Motif golput pada kategori ini bukan sekedar apatisme, melainkan sebuah kritik. Reproduksi wacana golput menjadi sarana kritik dan ruang koreksi bagi laju demokrasi bangsa. Hal itu karena perilaku memutuskan ''tidak memilih'' didasarkan pada penilaian-penilaian (affective and evaluation oriented) terhadap para elite politik. Ia menjadi semacam warning para elite dan pemimpin untuk menjamin hak politik, hak ekonomi, hak sosial, hak budaya, dan hak lainnya bagi seluruh masyarakat tanpa adanya hak istimewa (privilege). 

Faktor kepemimpinan
Baik pasif maupun aktif, aksi golput dapat dipahami sebagai kulminasi kekecewaan luar biasa pada tata kelola pemerintahan maupun sistem politik dan sistem hukum yang tak kunjung mampu mengimplementasi cita-cita kesejahteraan dan keadilan sosial bagi seluruh rakyat. Sebaliknya, tata pemerintahan, sistem hukum dan politik semakin menampakkan wajah pongah yang elitis. 

Masyarakat tentunya berharap pemilu menjadi rahim bagi lahirnya para pemimpin transformasional di kekuasaan eksekutif dan legislatif yang setia pada hukum, jujur, dan terbuka. Bukan sekadar retorika atau bahkan sebaliknya mengakali anggaran negara (state budget) untuk mengembalikan mahalnya modal meraih kekuasaan. Rakyat rindu pemimpin yang mengarahkan sistem anggaran negara kepada kepentingan warganya secara konkret dalam bentuk kebijakan yang mempercepat kesejahteraan.

Kesejahteraan jangan hanya menjadi pemanis bibir penguasa.

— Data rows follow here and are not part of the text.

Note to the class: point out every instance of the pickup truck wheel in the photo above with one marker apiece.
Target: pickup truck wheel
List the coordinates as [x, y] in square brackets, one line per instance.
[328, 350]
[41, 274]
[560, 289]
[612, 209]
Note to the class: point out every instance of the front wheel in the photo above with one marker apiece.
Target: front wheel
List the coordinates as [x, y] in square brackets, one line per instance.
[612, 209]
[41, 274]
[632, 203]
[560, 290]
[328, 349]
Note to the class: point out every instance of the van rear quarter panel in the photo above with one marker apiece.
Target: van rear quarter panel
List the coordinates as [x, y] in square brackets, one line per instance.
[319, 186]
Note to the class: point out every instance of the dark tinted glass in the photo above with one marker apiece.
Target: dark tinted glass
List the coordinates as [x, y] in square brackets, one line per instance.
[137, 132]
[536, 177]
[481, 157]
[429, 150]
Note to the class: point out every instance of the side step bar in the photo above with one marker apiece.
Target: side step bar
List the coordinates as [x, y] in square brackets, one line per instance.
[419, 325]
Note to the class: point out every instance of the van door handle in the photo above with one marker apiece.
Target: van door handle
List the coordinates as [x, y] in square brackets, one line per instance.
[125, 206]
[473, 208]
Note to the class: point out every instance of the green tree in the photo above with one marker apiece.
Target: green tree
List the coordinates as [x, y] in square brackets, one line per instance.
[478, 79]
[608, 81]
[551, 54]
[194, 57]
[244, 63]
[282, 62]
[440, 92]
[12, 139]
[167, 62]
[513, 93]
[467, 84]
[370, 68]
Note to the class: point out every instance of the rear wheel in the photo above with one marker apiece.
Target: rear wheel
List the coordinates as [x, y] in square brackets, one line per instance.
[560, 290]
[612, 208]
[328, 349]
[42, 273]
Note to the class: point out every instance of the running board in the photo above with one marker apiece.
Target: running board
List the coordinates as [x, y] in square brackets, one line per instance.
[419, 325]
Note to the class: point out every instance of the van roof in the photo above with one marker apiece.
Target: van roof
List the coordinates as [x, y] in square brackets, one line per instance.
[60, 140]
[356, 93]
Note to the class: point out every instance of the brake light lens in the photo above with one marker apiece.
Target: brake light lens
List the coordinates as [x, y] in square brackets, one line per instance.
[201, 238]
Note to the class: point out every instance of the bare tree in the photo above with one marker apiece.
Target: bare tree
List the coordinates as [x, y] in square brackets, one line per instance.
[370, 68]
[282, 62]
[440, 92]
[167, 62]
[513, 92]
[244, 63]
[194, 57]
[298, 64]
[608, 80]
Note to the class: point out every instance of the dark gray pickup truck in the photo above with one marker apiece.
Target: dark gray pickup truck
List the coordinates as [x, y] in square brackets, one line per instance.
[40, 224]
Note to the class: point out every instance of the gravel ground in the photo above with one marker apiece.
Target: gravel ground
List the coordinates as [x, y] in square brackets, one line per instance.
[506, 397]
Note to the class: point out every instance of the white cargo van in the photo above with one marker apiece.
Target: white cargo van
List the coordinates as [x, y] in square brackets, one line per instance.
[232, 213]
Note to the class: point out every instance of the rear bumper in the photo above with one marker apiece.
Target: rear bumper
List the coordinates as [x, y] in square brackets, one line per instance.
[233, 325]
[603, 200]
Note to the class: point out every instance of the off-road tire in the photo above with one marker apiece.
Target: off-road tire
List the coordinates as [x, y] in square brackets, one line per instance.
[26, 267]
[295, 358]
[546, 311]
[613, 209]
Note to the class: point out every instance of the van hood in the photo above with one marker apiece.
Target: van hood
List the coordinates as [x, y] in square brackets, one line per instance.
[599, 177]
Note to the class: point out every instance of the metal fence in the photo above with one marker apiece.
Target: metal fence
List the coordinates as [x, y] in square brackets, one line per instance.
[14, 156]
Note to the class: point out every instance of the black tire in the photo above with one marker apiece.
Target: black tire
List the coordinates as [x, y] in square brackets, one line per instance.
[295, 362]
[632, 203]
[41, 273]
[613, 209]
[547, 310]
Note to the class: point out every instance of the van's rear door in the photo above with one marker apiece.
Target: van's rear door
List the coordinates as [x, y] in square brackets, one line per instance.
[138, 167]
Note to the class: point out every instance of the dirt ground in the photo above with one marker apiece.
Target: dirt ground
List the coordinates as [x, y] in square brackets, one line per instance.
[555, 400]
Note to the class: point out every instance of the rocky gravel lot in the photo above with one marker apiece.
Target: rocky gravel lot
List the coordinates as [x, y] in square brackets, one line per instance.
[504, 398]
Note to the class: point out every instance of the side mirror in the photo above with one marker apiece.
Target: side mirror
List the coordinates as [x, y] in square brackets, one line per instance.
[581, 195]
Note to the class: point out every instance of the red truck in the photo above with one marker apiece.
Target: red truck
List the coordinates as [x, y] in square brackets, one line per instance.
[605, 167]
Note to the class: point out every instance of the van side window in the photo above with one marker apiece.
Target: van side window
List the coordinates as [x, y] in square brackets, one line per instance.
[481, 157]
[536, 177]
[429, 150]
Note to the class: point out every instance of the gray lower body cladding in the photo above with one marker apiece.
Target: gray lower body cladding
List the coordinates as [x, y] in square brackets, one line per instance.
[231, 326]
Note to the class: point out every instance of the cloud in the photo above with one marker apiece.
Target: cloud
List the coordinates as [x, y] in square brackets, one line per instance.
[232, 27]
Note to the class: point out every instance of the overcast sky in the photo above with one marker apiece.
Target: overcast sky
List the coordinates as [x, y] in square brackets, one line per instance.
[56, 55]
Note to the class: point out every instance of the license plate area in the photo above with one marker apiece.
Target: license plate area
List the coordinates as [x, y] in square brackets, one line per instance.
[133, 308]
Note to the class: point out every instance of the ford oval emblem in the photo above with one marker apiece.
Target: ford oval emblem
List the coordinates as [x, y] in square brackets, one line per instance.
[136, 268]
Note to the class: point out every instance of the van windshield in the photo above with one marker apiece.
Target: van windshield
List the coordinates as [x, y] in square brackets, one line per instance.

Karena selama ini ia diwiridkan demi sebuah citra dan ekspektasi politik semata. Sementara korupsi, kolusi, dan nepotisme bukan hilang, malah kian merajalela. Di sinilah selanjutnya muncul ketidakpercayaan publik (public distrust) atas serangkaian regulasi, kebijakan publik, dan roda pemerintahan. 

Kekecewaan rakyat harus diobati dan orientasi pilkada dan pemilu harus digeser. Bukan semata-mata the struggle for power, melainkan tanggung jawab dan pengabdian masyarakat menuju kesejahteraan. Karenanya, ia harus mampu memberikan makna pendidikan politik yang berujud tingginya partsipasi. Inilah tugas para elite politik. Kalah-menang dalam demokrasi mesti dianggap sebagai sebuah keniscayaan. Berbesar hati dan bersabar harus diutamakan. 

Kita semua berharap masyarakat benar-benar mendapatkan calon pemimpin yang baik. Sudah waktunya para calon legislatif dan calon presiden selalu hadir pada setiap kegiatan rakyat. Waktu panjang kampanye harus digunakan sebaik mungkin oleh pimpinan partai dan caleg. Memulihkan kembali kepercayaan rakyat kepada elite dan lembaga formal politik adalah pekerjaan rumah yang berat. Hanya dengan cara itu negeri ini terhindar dari tipikal negeri golput. Semoga!